A contamination-proof tabular ML benchmark — drop-in replacement for TabArena with procedurally generated synthetic datasets.

Why tabular-bank?

TabArena is the leading benchmark for tabular ML models, but it uses real-world datasets that may be contaminated in LLM/foundation model training data. tabular-bank solves this by generating datasets procedurally from a secret seed — the repo contains only the generation engine. No dataset-specific information is ever committed.
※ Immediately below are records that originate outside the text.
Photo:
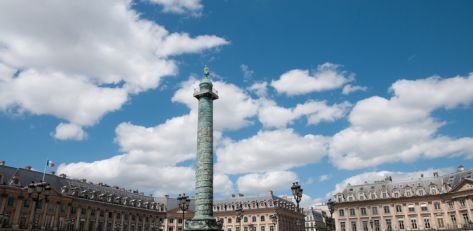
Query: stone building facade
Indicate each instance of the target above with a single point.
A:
(428, 203)
(84, 206)
(315, 220)
(258, 214)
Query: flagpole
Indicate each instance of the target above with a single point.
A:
(44, 172)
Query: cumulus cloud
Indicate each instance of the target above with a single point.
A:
(328, 76)
(232, 110)
(80, 60)
(397, 176)
(402, 128)
(258, 183)
(270, 151)
(193, 7)
(118, 171)
(151, 156)
(324, 177)
(247, 72)
(272, 115)
(347, 89)
(223, 184)
(69, 132)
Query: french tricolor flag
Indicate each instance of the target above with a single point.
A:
(50, 164)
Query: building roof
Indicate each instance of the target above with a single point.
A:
(404, 188)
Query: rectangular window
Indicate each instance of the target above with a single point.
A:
(353, 225)
(423, 208)
(26, 203)
(401, 224)
(377, 227)
(342, 226)
(389, 226)
(427, 223)
(398, 208)
(365, 226)
(465, 218)
(374, 210)
(386, 209)
(414, 223)
(352, 212)
(10, 201)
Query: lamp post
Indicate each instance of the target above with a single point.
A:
(297, 193)
(331, 209)
(274, 219)
(34, 191)
(239, 211)
(184, 203)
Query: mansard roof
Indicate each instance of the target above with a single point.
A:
(389, 188)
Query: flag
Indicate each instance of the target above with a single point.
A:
(50, 164)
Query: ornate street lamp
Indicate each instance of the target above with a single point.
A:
(184, 203)
(239, 211)
(331, 209)
(297, 193)
(274, 219)
(34, 191)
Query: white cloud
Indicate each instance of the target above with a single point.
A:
(231, 111)
(397, 176)
(69, 132)
(194, 7)
(247, 72)
(223, 184)
(298, 82)
(118, 171)
(270, 151)
(148, 152)
(258, 183)
(347, 89)
(72, 98)
(272, 115)
(324, 177)
(260, 89)
(81, 60)
(402, 128)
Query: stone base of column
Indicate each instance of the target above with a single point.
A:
(202, 225)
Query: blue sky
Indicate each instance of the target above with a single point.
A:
(105, 90)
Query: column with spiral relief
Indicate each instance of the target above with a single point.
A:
(203, 217)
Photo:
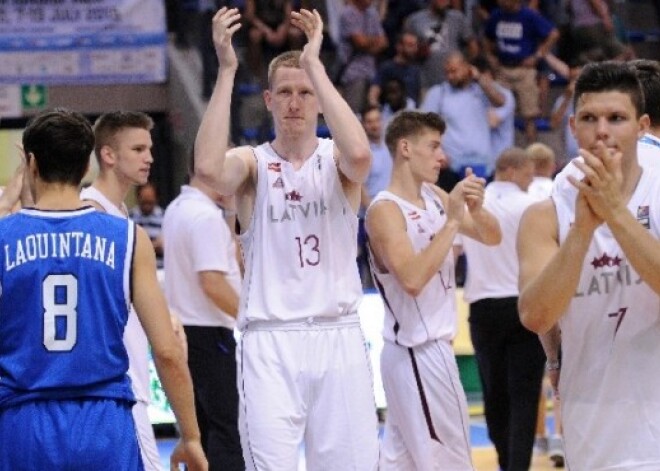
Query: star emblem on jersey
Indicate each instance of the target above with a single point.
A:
(293, 195)
(606, 261)
(643, 216)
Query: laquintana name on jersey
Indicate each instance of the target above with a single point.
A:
(59, 245)
(290, 212)
(604, 282)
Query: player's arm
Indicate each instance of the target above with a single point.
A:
(211, 165)
(216, 287)
(352, 146)
(154, 316)
(603, 189)
(393, 250)
(549, 274)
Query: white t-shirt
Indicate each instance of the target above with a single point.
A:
(431, 315)
(197, 239)
(492, 271)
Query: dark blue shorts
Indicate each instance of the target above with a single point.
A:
(69, 434)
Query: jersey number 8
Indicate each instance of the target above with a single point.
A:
(53, 310)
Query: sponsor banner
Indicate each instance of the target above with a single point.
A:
(53, 42)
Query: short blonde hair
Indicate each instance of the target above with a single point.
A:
(543, 157)
(286, 59)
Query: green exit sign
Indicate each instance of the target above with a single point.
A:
(34, 97)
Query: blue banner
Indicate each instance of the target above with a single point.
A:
(57, 42)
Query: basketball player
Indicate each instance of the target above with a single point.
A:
(123, 151)
(304, 372)
(411, 228)
(590, 261)
(68, 276)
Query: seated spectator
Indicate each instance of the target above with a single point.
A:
(148, 214)
(440, 30)
(402, 66)
(269, 32)
(393, 99)
(361, 40)
(518, 37)
(463, 101)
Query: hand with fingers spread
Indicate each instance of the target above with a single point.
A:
(473, 190)
(225, 23)
(311, 23)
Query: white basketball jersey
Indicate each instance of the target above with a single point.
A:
(135, 340)
(411, 321)
(300, 247)
(610, 386)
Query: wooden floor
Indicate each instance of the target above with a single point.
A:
(485, 459)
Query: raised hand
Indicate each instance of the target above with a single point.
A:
(473, 190)
(225, 24)
(311, 23)
(602, 185)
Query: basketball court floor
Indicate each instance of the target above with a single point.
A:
(483, 453)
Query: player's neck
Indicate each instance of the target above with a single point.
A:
(405, 186)
(295, 151)
(57, 197)
(112, 189)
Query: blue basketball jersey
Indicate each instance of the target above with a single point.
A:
(64, 303)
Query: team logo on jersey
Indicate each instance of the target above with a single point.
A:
(440, 209)
(606, 261)
(643, 216)
(293, 195)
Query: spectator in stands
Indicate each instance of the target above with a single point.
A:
(517, 38)
(544, 169)
(463, 101)
(509, 357)
(501, 119)
(148, 214)
(377, 180)
(592, 27)
(362, 38)
(393, 99)
(269, 32)
(402, 66)
(440, 30)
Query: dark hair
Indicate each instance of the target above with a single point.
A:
(610, 76)
(109, 124)
(648, 73)
(61, 142)
(411, 123)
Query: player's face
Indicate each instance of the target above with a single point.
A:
(132, 151)
(427, 156)
(292, 101)
(608, 117)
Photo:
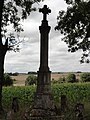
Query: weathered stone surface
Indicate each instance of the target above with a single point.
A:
(43, 107)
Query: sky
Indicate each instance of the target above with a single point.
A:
(28, 59)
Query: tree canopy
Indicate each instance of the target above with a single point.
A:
(74, 24)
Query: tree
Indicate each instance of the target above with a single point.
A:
(74, 24)
(71, 78)
(30, 80)
(10, 15)
(85, 77)
(7, 81)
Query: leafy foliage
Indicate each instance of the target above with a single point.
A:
(85, 77)
(74, 24)
(71, 78)
(74, 92)
(8, 81)
(31, 79)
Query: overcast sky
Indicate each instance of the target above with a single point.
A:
(59, 58)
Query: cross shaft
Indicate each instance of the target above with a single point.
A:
(45, 11)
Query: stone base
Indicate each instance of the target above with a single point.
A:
(43, 106)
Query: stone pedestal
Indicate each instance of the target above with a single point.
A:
(43, 107)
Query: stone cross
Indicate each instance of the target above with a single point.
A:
(45, 11)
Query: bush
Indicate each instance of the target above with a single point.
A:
(31, 79)
(71, 78)
(7, 81)
(85, 77)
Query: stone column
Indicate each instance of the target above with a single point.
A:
(43, 101)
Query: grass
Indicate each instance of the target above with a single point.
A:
(76, 92)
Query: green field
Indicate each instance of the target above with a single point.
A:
(75, 92)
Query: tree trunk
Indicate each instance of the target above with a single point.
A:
(3, 50)
(1, 79)
(1, 11)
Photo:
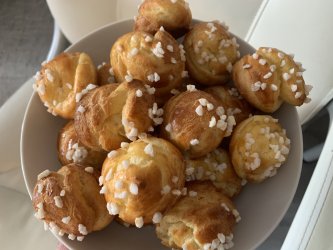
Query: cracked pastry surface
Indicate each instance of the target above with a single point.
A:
(233, 102)
(204, 219)
(70, 150)
(142, 180)
(69, 201)
(195, 122)
(155, 60)
(174, 16)
(270, 77)
(112, 114)
(60, 79)
(210, 53)
(217, 168)
(258, 148)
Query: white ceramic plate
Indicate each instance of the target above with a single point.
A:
(261, 206)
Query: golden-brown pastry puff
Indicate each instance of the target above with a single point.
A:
(195, 122)
(68, 201)
(142, 180)
(105, 74)
(112, 114)
(270, 77)
(210, 53)
(155, 60)
(258, 148)
(234, 103)
(216, 167)
(204, 219)
(174, 15)
(60, 81)
(70, 150)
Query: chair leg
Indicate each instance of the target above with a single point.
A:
(313, 153)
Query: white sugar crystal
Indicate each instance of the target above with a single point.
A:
(43, 174)
(109, 175)
(138, 93)
(168, 127)
(89, 170)
(226, 208)
(210, 106)
(149, 150)
(139, 222)
(176, 192)
(280, 55)
(82, 229)
(199, 110)
(293, 87)
(58, 201)
(184, 74)
(170, 48)
(157, 217)
(286, 76)
(255, 56)
(274, 87)
(158, 50)
(262, 61)
(80, 238)
(118, 184)
(298, 95)
(268, 75)
(124, 144)
(192, 193)
(229, 67)
(194, 142)
(166, 189)
(133, 52)
(71, 236)
(134, 189)
(175, 179)
(272, 67)
(148, 39)
(49, 75)
(112, 208)
(66, 220)
(283, 63)
(112, 154)
(103, 190)
(220, 111)
(128, 78)
(121, 195)
(101, 180)
(125, 163)
(62, 193)
(212, 122)
(203, 102)
(40, 187)
(190, 88)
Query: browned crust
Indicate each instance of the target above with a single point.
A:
(195, 221)
(82, 200)
(149, 173)
(186, 125)
(217, 168)
(66, 139)
(212, 71)
(67, 69)
(146, 63)
(232, 100)
(101, 127)
(262, 145)
(176, 17)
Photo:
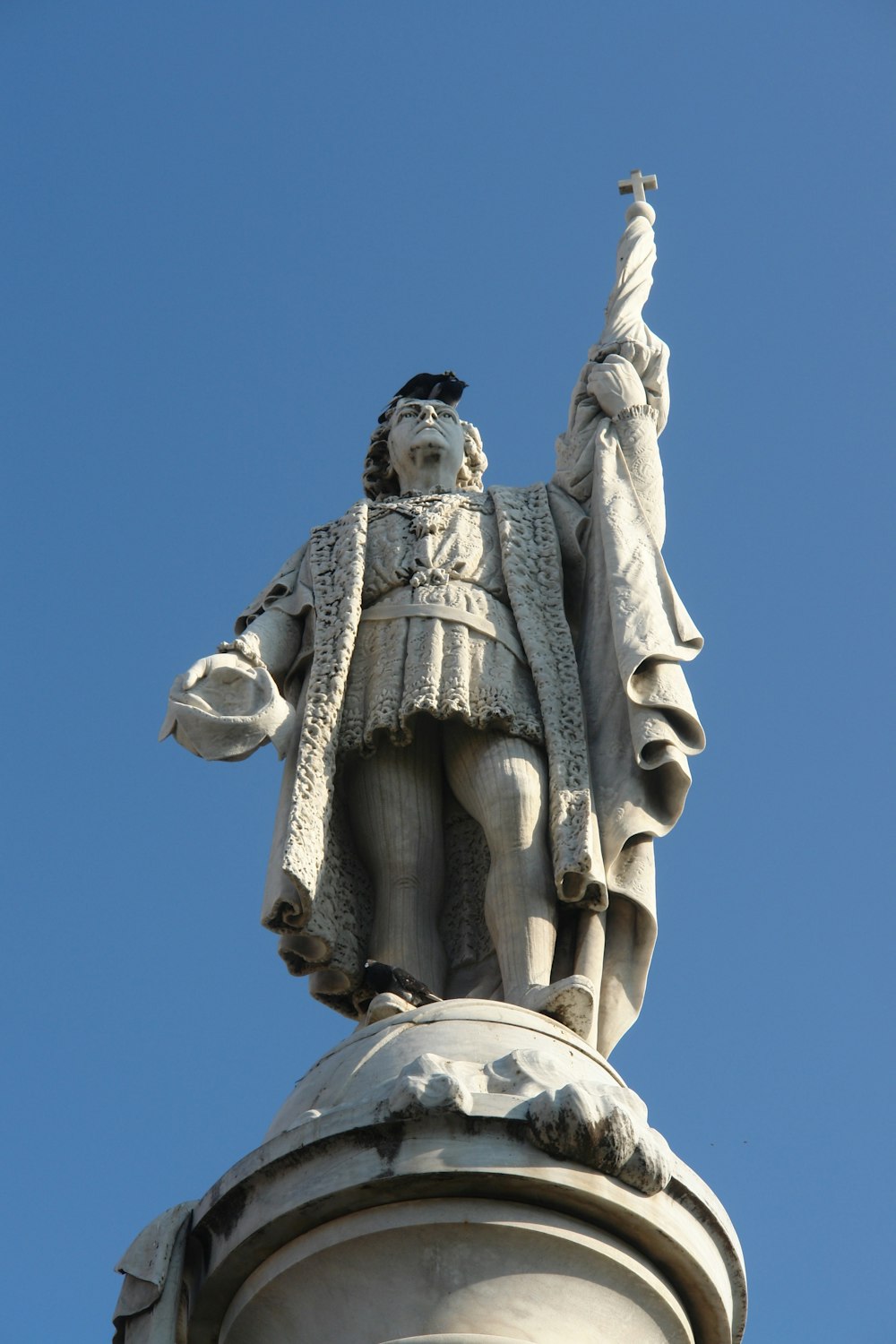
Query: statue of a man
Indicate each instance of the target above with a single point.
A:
(479, 699)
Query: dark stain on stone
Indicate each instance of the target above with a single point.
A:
(223, 1217)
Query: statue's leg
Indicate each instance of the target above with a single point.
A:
(395, 806)
(503, 782)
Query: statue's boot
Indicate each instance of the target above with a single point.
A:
(568, 1002)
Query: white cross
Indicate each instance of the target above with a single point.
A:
(637, 185)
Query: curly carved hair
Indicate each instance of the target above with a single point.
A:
(381, 480)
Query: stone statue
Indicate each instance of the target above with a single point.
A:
(479, 702)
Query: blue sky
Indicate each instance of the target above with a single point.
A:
(228, 231)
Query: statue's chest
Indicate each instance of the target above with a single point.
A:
(432, 538)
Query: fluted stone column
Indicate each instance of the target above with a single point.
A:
(462, 1174)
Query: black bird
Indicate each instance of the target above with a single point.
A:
(392, 980)
(433, 387)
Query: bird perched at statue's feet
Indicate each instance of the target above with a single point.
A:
(394, 980)
(430, 387)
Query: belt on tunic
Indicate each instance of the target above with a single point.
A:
(402, 604)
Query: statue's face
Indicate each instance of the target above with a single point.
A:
(425, 437)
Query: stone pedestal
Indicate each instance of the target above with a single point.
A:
(458, 1174)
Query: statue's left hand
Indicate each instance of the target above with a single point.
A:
(616, 384)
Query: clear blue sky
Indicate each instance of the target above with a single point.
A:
(228, 231)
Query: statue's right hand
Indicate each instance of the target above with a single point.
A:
(220, 667)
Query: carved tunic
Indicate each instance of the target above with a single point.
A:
(437, 633)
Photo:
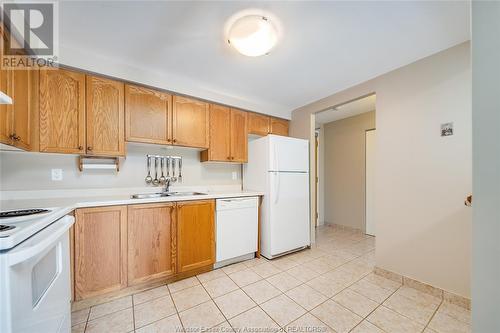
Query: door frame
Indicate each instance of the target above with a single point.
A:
(366, 132)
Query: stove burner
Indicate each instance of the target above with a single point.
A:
(22, 212)
(6, 227)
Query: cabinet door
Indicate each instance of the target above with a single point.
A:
(25, 98)
(105, 117)
(239, 140)
(195, 234)
(220, 147)
(279, 126)
(258, 124)
(148, 115)
(100, 250)
(6, 111)
(190, 124)
(151, 242)
(62, 111)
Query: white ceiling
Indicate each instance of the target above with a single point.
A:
(347, 110)
(325, 46)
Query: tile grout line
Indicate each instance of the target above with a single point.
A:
(380, 304)
(433, 314)
(213, 301)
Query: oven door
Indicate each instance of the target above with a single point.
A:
(36, 290)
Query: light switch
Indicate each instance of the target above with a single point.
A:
(56, 174)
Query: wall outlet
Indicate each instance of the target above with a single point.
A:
(56, 174)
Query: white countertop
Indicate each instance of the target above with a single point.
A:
(68, 204)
Anti-Contamination Architecture

  • Procedural structure: Feature specs, DAG topology, mechanism families, coefficients, and noise models are generated from the seed
  • Cryptographic seed derivation: HMAC-SHA256 ensures datasets are unpredictable without the master secret
  • Rotating benchmark rounds: Each round uses a fresh seed; past rounds' seeds are published after expiry
  • Auditable fairness: All generation code is public — anyone can verify the engine is unbiased

Installation

pip install tabular-bank

# With TabArena integration for official benchmarking
pip install "tabular-bank[benchmark]"

Quick Start

Generate Datasets

# Via CLI
tabular-bank generate --round round-001 --secret "your-secret" --n-scenarios 10

# Via Python
from tabular_bank.generation.generate import generate_all
generate_all(master_secret="your-secret", round_id="round-001", n_scenarios=10)

Run a Benchmark

from sklearn.ensemble import GradientBoostingClassifier, RandomForestClassifier
from tabular_bank.context import TabularBankContext
from tabular_bank.runner import run_benchmark
from tabular_bank.leaderboard import generate_leaderboard, format_leaderboard

# Models to benchmark
models = {
    "GBM": GradientBoostingClassifier(n_estimators=100),
    "RF": RandomForestClassifier(n_estimators=100),
}

# Run benchmark
result = run_benchmark(
    models=models,
    round_id="round-001",
    master_secret="your-secret",
)

# Generate leaderboard
leaderboard = generate_leaderboard(result)
print(format_leaderboard(leaderboard))

Inspect Datasets

tabular-bank info --round round-001

You can also set TABULAR_BANK_SECRET and TABULAR_BANK_CACHE in the environment. Legacy SYNTHETIC_TAB_SECRET / SYNTHETIC_TAB_CACHE names are still accepted.

Architecture

flowchart TD
    A["Secret + Round ID"] --> B["HMAC-SHA256"]
    B --> C["Round Seed"]
    C --> D["Scenario Sampler"]
    D --> E["Scenario Config\n(problem type, features, difficulty,\nmissing values, imbalance, etc.)"]

    E --> FS["Feature Seed"]
    E --> DS["DAG Seed"]
    E --> AS["Data Seed"]
    E --> SS["Split Seed"]

    FS --> FG["Feature Generator"]
    FG --> FO["Names · Types · Distributions"]

    DS --> DB["DAG Builder"]
    DB --> DO["Causal Graph · Sampled Mechanisms\n(spline, tanh, interaction, etc.)"]

    AS --> SM["Sampler"]
    SM --> SO["Tabular DataFrame\n+ Heteroscedastic Residuals"]

    SS --> SG["Split Generator"]
    SG --> SGO["Cross-Validation Folds\n(10 repeats × 3 folds)"]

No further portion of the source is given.